Tofu
豆腐
- Date:
- 1876
- Medium:
- Oil on canvas
Description
Held in the Takahashi Yuichi-kan museum at Kotohira-gū in Kagawa prefecture, Tofu (豆腐, July 1876) is one of the earliest and most affectionate of Takahashi Yuichi's still lifes of Japanese kitchen subjects. The small horizontal oil on canvas (approximately 30 by 43 cm) shows three forms of soybean food laid out on a plain wooden surface: a block of fresh white tofu on the left, a roll of yuba (the protein-rich skin skimmed from heated soy milk) in the centre, and a piece of grilled yaki-dōfu with its scorched golden-brown crust on the right. The composition is rigorously frontal and the lighting almost shadowless, with each object weighed and rendered with the patient curiosity of a painter who is at once a Confucian-trained Edo intellectual and a student of European illusionism.

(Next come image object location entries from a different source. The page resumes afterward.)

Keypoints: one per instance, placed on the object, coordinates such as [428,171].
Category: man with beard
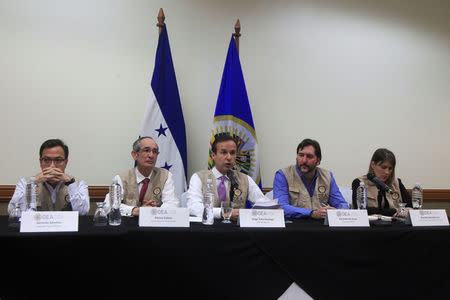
[144,185]
[304,189]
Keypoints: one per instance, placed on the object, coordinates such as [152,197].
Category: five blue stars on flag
[161,130]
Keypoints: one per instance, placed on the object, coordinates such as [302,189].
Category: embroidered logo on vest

Tofu belongs to the Kotohira-gū votive series — the more than thirty oils that Yuichi produced for the Konpira shrine between 1877 and 1881 — and is among the works that established the Meiji still life as an indigenous genre. Where the Salmon turned a single dried fish into a hieratic vertical icon, the Tofu does the opposite: it presents the most ordinary, plain and white of Japanese foodstuffs in a flat, contemplative arrangement, and the painting has been read in modern Yuichi scholarship as the inaugural masterpiece of the Meiji food still life — a genre that would survive, through Asai Chū and the Tenkaisha lineage, well into twentieth-century Japanese oil painting.